An Aboriginal revival on Invasion Day: ‘Australia thought we would die out’

I grew up speaking a foreign language.

A language brought to Australia on convict ships more than 200 years ago. A language imposed on my ancestors as they were pushed from their land, massacred, and stricken with disease.

In the 1830s, martial law was declared on my people, the Wiradjuri of Central West New South Wales. My ancestors could be killed on sight. British settlers formed raiding parties to hunt down and round up Wiradjuri people.

The remnants of these frontier wars were pushed onto Christian missions and reserves. Speaking their language, practising their culture or performing ceremonies was often banned.

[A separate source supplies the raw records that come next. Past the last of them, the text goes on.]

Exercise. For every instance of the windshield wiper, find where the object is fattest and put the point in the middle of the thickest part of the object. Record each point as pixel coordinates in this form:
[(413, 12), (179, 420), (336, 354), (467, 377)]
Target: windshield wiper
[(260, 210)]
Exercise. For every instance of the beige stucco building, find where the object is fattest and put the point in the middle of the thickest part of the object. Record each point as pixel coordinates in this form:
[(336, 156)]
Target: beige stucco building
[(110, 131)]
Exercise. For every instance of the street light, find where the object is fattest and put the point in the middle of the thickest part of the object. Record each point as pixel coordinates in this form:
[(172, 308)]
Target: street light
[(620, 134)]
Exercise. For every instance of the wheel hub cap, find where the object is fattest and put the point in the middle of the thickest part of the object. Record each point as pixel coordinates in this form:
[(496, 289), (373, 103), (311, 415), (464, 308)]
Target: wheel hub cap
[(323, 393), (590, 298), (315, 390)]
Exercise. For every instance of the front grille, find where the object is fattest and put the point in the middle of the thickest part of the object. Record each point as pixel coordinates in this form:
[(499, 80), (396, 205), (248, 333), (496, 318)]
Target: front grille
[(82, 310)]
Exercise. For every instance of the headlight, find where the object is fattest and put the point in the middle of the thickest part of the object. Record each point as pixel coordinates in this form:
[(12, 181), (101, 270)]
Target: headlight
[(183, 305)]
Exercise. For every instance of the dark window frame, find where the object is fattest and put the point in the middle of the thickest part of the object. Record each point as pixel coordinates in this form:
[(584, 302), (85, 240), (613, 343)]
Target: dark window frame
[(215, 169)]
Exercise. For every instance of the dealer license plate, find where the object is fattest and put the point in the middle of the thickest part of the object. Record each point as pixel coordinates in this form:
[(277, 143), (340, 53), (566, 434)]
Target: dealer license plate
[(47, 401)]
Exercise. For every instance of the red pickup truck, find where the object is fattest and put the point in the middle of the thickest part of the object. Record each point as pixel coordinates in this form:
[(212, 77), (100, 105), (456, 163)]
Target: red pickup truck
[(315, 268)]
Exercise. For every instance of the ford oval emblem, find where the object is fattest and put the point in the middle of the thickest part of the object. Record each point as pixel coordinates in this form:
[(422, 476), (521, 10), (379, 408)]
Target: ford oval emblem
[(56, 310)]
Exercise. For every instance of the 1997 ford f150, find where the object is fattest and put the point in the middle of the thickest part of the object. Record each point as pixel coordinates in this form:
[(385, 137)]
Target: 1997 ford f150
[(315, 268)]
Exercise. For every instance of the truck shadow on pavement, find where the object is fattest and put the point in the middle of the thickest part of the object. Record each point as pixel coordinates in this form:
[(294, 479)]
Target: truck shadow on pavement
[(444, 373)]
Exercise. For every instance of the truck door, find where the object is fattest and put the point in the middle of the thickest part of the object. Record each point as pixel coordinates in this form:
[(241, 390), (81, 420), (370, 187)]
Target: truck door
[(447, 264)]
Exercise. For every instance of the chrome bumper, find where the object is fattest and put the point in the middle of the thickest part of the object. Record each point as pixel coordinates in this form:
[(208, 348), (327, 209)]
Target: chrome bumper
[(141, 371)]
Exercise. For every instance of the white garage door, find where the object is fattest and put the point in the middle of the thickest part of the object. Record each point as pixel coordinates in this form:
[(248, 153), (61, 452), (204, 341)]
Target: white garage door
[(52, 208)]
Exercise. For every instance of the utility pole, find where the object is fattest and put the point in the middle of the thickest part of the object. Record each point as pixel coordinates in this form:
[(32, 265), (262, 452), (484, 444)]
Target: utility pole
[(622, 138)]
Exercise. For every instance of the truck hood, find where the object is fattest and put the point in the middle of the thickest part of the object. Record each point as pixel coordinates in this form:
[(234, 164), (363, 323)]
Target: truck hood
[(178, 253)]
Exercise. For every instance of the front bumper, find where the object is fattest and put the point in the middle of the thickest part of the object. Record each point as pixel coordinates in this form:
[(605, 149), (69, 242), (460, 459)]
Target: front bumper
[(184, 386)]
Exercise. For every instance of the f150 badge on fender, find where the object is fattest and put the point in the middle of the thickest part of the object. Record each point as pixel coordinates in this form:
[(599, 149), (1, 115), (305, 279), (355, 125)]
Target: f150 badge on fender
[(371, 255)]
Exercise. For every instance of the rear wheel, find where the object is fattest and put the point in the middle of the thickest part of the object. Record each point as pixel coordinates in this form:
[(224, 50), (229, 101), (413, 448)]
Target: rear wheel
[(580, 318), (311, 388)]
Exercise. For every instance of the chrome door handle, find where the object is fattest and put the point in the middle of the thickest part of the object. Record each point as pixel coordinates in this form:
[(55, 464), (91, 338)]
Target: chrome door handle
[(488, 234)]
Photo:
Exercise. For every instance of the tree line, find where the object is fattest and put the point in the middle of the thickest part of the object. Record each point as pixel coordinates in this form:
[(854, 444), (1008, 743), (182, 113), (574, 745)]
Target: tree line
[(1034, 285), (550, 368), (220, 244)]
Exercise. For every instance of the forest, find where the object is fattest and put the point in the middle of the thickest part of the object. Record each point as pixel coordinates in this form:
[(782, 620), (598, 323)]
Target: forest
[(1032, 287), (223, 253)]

My people, like the languages they spoke, were expected to die out.

“Aborigines” were deemed a dying race. Settlers spoke of “smoothing the pillow of a dying race”.

When Australia became a nation in 1901, one of the founding fathers Alfred Deakin forecast that within a hundred years: “Australia will be a white continent with not a black or even dark skin amongst its inhabitants. The Aboriginal race has died out in the south and is dying fast in the north and west ….”

An Aborigines Protection Board was established, a body that exercised a fearsome power over Indigenous lives. The board oversaw restrictive segregation policies and could determine where my family lived, who we could marry, or whether we could keep our children.